As researchers, we all have a dream: it would be fantastic if AI could write papers one day! This sounds like a science fiction, but after I used Stork‘s new feature “AI Creative Abstract“, I feel that this day is coming soon.
In order to test how powerful AI is, I thought of an interesting topic – what is the brain mechanism of deceptive behavior between humans and their pet dogs. This is a topic that has not been studied so far. No one has scanned the brains of a person and his pet dog at the same time, and no articles have been published. I had this idea for a while, but it’s still a vague idea. I don’t know how to implement it and what the result will be. So I am interested in what AI would write. So I entered:
Deception between human and pet dog, an fNIRS hyperscanning study
After I clicked the “Start” button, the AI seemed to think for a few seconds, and then words appeared continuously:
The present study aimed to investigate the neural correlates of deception between human and pet dog. The participants were asked to deceive their dogs by giving a hand signal indicating that they would give food, but then not doing so. We measured functional near-infrared spectroscopy signals from both the deceiver (human) and the deceived (dog). Our results showed that there was no significant difference in oxyhemoglobin concentration changes between deception and non-deception conditions for either humans or dogs. However, we found significantly greater deoxyhemoglobin concentrations during deception compared with non-deception in both humans and dogs at bilateral temporal areas, suggesting increased brain activities related to emotional processing during deceptive interaction with pets. Our study provides evidence for shared neural mechanisms underlying social interactions involving trustful relationships such as those between human-dog dyads.
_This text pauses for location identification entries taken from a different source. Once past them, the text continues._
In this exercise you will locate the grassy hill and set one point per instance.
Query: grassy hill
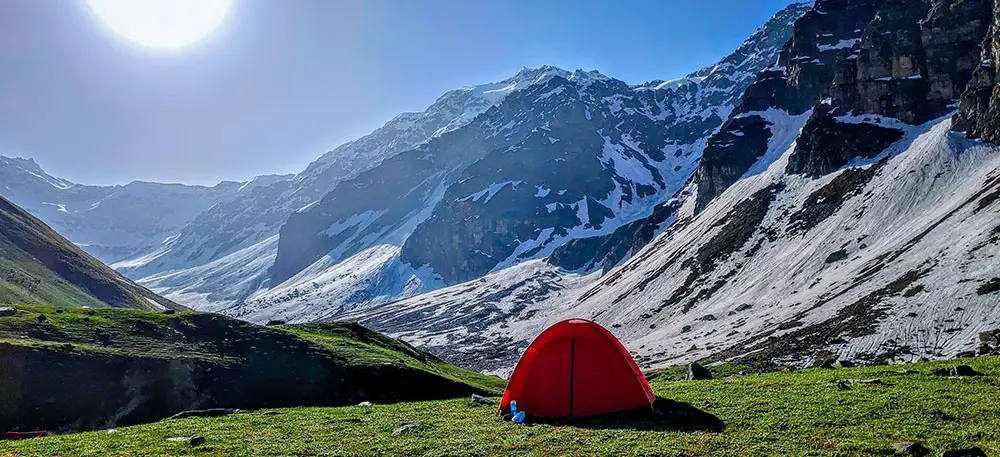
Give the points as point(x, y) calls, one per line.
point(797, 414)
point(37, 265)
point(78, 369)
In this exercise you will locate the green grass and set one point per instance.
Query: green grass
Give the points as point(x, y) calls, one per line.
point(215, 338)
point(37, 265)
point(801, 414)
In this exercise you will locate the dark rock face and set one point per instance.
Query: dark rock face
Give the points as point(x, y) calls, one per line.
point(827, 145)
point(697, 372)
point(577, 157)
point(915, 59)
point(979, 112)
point(806, 68)
point(989, 342)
I read while it writes, and I am shocked. In terms of language, the abstract is written in native English without spelling and grammatical errors; logically, it is clear and fluent, and it matches well with the subject I gave. Most importantly, it produces something creative that I didn’t expect. For example, it tells me how to design the “deception” experiments, and which brain areas are expected to activate.
I couldn’t stop, so I asked AI to write the second version on the same topic:
Interactions between humans and their pets are an important part of our everyday lives. Dogs are known as sensitive and loyal companions. The present study investigated the neural correlates of deception in dogs and their human companions. Hyperscanning was used to investigate the activation of the left temporal pole, the right temporal pole, and the right prefrontal cortex in dogs and their human partners during a cooperative communicative task in which the dog had to deceive its human partner. Dogs and their partners were equipped with near-infrared spectroscopy (NIRS) hyperscanning caps to measure concurrent changes in oxy- and deoxy-hemoglobin concentrations in the temporal cortex. We found that when dogs looked at their human partner, activation was observed in the left temporal pole, the right temporal pole, and the right prefrontal cortex, whereas activation was not observed in the human temporal pole or the human prefrontal cortex. Our findings suggest that human-to-dog deception may be associated with increased activation in the right temporal pole and the right prefrontal cortex, whereas dog-to-human deception is associated with increased activation in the left temporal pole and the right prefrontal cortex. Our findings may provide new insights into the evolutionary history of human-dog communication and the role of the temporal pole and the prefrontal cortex in social cognition.
This version is also inspiring. The first two sentences are introductions, and the logic is clear. I probably can use them when I write a formal article. Then it is the purpose of the experiment and the brain area to be scanned. The results of the experiment follow, listing which brain areas are active. Finally, the significance of this research is briefly discussed.
I asked AI to write dozens of abstracts in different fields such as cognitive science, material science, physics, philosophy, etc. AI wrote sensible abstracts in most cases. I felt like I was brainstorming with a knowledgeable person. Even when I entered something very vague, AI can write something concrete, and I can always find something new from what it writes.
Of course, I understand that these abstracts are all “made up” by AI based on its massive reading. Some statements are not facts, but it still provides a lot of ideas for future research.
At this point, I have mixed feelings. The main part is excitement: AI offers us more tools and more ideas when doing research. However, I am also worried that if AI can write complete papers in the future, what use are we as researchers? Do we just verify the experiment results proposed by AI? Also, who can distinguish whether a paper is written by AI or by real researchers? If it can’t be distinguished, will academic journals be flooded with papers written by AI with untrue results? Like every tool we invented, in the end we don’t know whether we are using the tool or becoming its slave. If we can face these potential problems early on, we have a greater chance to create tools that serve us instead of harming us.